Adapt Your Logistics Process for Consumer Personalization

We live in a consumer-driven era of personalization and customization. Shoppers are no longer satisfied with products and messaging being delivered the same way for every person. In one study of U.S. internet users, 90% of respondents said messages from companies that are not personally relevant to them are annoying, and 44% of respondents said they were willing to switch to brands that better personalize marketing communications.1

These preferences are changing the logistics landscape for shippers. In order to survive now and in the future, businesses must have adaptable models built on customer data and communication systems.

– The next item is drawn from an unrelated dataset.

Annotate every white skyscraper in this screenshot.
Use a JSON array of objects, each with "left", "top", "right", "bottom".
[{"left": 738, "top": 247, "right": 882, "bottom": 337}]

Read on to learn more about the seamless experience customers crave and the tips that can lead you to success in a market that’s no longer one-size-fits-all.

The Customer-Driven Ecosystem

Personalization and customization go beyond monograms. Customers want businesses to anticipate their needs and create a smooth and rewarding experience.

Here’s an example: A shopper adds something to her digital cart on a store’s website but doesn’t complete the purchase. Using retargeted direct mail, the abandonment triggers a personalized direct mailpiece to be sent out, highlighting the item that was in her cart and offering her free shipping. The mailpiece arrives within 48 hours and the shopper then completes her purchase using the unique discount code. Her order is processed and shipped from a nearby location, arriving at her door as quickly as possible.

For customers, this type of tailored experience can feel magical. But it only works if the business providing it has a flexible network that is rich in data and uses clear communication to maximize the efficiency of the supply chain.

Here are three tips for adapting your shipping and logistics processes to better capture your target audience:

  1. 1

    Focus on your customers

    The first step toward updating your processes is understanding who your customers are. Study the data they have provided you, from demographic basics to shopping habits. Do your older customers prefer ordering online and picking up in-store? Are your male customers more influenced by promotions on social media?

    Starting with this data, you should be able to redefine your goals as a supplier. Maybe you’ll use this data to home in on customer satisfaction and build up your customer base instead of focusing solely on product sales. With a strong grasp of who your customers are, you can begin to see the path toward end-to-end visibility in your supply chain.

  2. 2

    Build an integrated network

    Many businesses see their platforms and tools as independent structures. While it’s true that a customer relationship management (CRM) tool doesn’t necessarily need to connect with a warehouse inventory system, both of those tools interact with customer data.

    A CRM tool tracks how and when a customer buys something from your business. When an item is bought, the warehouse inventory system makes a note to replenish that item. Letting these two systems—among many others—“talk” to each other can greatly reduce downtime. This can help your shipping business run much more efficiently.

    In the same vein, it’s also important that the different people within your business talk to one another. To encourage collaboration and sharing of ideas, facilitate regular communication between your marketing department and shipping and logistics department. Connecting them can help bring about creative solutions for optimizing systems communication.

  3. 3

    Strengthen your supply chain

    As you gather more data on your customers and allow your systems to communicate with each other, you’ll begin to see efficiency gaps in your supply chain. For example, if you notice that many of your orders are coming from a location far from the nearest distribution center, you may be able to find a more sustainable solution, such as shipping from a local store or adding a new fulfillment center closer to that area.

    If your business expands internationally, you can also streamline supply chain processes by partnering with global suppliers. Sending orders through an outsourced fulfillment center closer to your global destinations can provide both time and cost savings.

Key Takeaways

Using valuable data and systems communications, you can adapt your current shipping and logistics process to curate a better direct-to-consumer experience.

Take the time to learn who your customers are and what keeps them coming back to your business. Then, integrate your systems for better internal communications and reform your supply chain. Small changes along the way will help you emerge as a top player in today’s consumer-driven landscape.

1“The Power of Personalization – Leveraging data to better engage your audiences,” Infogroup, 2019, as cited in “Attitudes Toward Personalization Among US Internet Users, Jan 2019 (% of respondents),” eMarketer, May 22, 2019.